LeCropFollow is a learning-based navigation framework for under-canopy agricultural robots that plans trajectories within a learned latent world model over the uncompressed heatmap signal, enabling zero-shot navigation of unstructured fields without GNSS.

Abstract

Unstructured navigational features, such as irregular planting or discontinuities, remain the primary failure mode for under-canopy agricultural robots. Existing geometric approaches often fail in these scenarios because they compress high-dimensional visual data into deterministic spatial references, effectively discarding the uncertainty and semantic context required to navigate ambiguous terrain. To address this, we present LeCropFollow, a visual navigation framework that bypasses explicit geometric modeling in favor of a learned latent representation. By integrating a self-supervised semantic heatmap extractor with TD-MPC2, a Model-Based Reinforcement Learning (MBRL) planner, our system optimizes trajectories directly within a latent manifold. The framework operates over the uncompressed heatmap signal, preserving the semantic context that geometric reductions discard. We demonstrate that this representational shift enables zero-shot transfer from simplified simulation to the physical world without fine-tuning. Extensive field experiments in late-stage corn fields show that LeCropFollow matches state-of-the-art baselines in unstructured rows but significantly outperforms them in plantation gaps, achieving a 2.4× reduction in semantic failures compared to keypoint-based methods. These results suggest that latent planning offers a robust alternative to geometric estimation for operations in heterogeneous agricultural environments.

Field Demonstrations

System Overview

LeCropFollow maps high-dimensional visual observations directly to control inputs without explicit state estimation. At inference time, the perception backbone (trained via self-supervised learning) and the control policy (trained via model-based reinforcement learning) are deployed zero-shot in the physical field. Rather than assuming explicit geometric priors, our system performs trajectory planning in a learned latent space with a trained world model.

Field Validation

Aerial view of the experimental corn plantation and the plantation gap — **Field Validation Environments.** Top-down aerial view of the experimental corn plantation during the Flowering Stage (Source: Google Earth, Airbus, Landsat/Copernicus). The figure highlights the three distinct testing environments: Left Border, Center, and Right Border rows. Specific focus is drawn to the **Plantation Gap**, an unstructured section spanning from 6.1 m to 14.8 m (an 8.7 m discontinuity) with a degraded left row.

Results

Failure Mode Analysis

Our primary hypothesis is that geometric methods suffer from information over-compression in unstructured environments; the experimental data strongly supports this. While CropFollow++ yields high-confidence divergence by fitting geometry to noise within plantation gaps, LeCropFollow reduces semantic failures by 2.4× (29 vs 70) by treating the heatmap's spatial dispersion as part of the input signal.
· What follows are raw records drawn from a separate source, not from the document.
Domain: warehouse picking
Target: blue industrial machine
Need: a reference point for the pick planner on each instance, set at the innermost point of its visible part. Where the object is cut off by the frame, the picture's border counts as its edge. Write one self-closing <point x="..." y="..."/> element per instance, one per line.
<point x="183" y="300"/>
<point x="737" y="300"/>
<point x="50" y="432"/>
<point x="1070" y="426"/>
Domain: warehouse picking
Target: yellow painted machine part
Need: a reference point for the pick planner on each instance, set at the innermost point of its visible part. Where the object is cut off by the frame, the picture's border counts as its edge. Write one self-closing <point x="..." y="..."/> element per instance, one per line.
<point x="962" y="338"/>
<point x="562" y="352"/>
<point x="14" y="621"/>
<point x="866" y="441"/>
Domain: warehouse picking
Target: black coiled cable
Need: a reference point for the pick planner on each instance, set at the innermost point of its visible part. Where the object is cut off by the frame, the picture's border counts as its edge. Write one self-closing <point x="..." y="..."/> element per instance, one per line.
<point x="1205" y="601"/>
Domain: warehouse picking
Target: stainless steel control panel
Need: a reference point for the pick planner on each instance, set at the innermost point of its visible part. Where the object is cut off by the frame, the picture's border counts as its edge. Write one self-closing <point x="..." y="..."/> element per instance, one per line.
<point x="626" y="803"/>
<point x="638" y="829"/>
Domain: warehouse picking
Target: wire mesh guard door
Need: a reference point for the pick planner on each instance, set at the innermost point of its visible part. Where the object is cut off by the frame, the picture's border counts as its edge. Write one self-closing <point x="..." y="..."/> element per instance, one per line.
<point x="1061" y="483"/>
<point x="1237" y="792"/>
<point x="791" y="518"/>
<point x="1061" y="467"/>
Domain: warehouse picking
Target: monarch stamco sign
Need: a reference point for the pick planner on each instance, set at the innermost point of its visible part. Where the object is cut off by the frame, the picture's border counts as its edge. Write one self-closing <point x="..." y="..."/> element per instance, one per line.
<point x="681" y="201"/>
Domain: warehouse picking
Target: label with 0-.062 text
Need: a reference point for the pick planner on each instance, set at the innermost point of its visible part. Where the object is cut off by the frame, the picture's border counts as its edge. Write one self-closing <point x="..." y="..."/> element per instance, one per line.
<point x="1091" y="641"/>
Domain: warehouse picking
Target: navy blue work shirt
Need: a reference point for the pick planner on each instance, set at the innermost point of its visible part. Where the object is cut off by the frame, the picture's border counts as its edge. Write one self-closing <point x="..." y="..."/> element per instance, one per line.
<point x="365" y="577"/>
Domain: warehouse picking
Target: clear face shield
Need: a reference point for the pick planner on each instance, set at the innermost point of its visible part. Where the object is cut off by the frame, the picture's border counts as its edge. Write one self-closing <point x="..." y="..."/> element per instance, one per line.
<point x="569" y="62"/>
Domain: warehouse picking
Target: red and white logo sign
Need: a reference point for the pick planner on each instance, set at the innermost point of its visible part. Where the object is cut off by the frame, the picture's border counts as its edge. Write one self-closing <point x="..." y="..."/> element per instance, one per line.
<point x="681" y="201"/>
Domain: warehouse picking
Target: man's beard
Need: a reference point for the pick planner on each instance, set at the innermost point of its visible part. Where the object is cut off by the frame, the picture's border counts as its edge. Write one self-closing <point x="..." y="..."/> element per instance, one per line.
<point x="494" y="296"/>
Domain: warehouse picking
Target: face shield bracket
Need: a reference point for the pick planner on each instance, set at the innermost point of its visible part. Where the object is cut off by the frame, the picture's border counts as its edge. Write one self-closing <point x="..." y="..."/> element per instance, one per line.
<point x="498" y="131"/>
Unstructured Resiliency & Ablation

CropFollow++ (G1) degrades substantially in this regime (6.7% success), as its keypoint estimation produces unreliable references when the vanishing point loses consistency. CROW (G3) retains partial robustness (53.3%) by leveraging a 3×3 m point cloud window to track adjacent rows. Operating on the same visual input as CropFollow++, LeCropFollow (L3) traverses the gap in 14 of 15 runs (93.3%): in high-uncertainty regions, the policy applies small angular corrections rather than tracking the noisy keypoint references, maintaining a smooth heading until the row structure resumes.

Gap traversal ablation: collisions per run across geometric and learned variants — Collisions per run over 15 traversals of the 8.7 m gap. Geometric baselines (G1–G3) vs. Learned variants (L1–L3). The full formulation achieves the lowest median and tightest spread.

Comparative Field Trials

LeCropFollow performs comparably to established state-of-the-art methods, matching the best baseline on maximum gap-free distance, while both baseline controllers were fine-tuned to fit experimental conditions, ours was deployed in a fully zero-shot manner (Flowering Stage, 12 runs each).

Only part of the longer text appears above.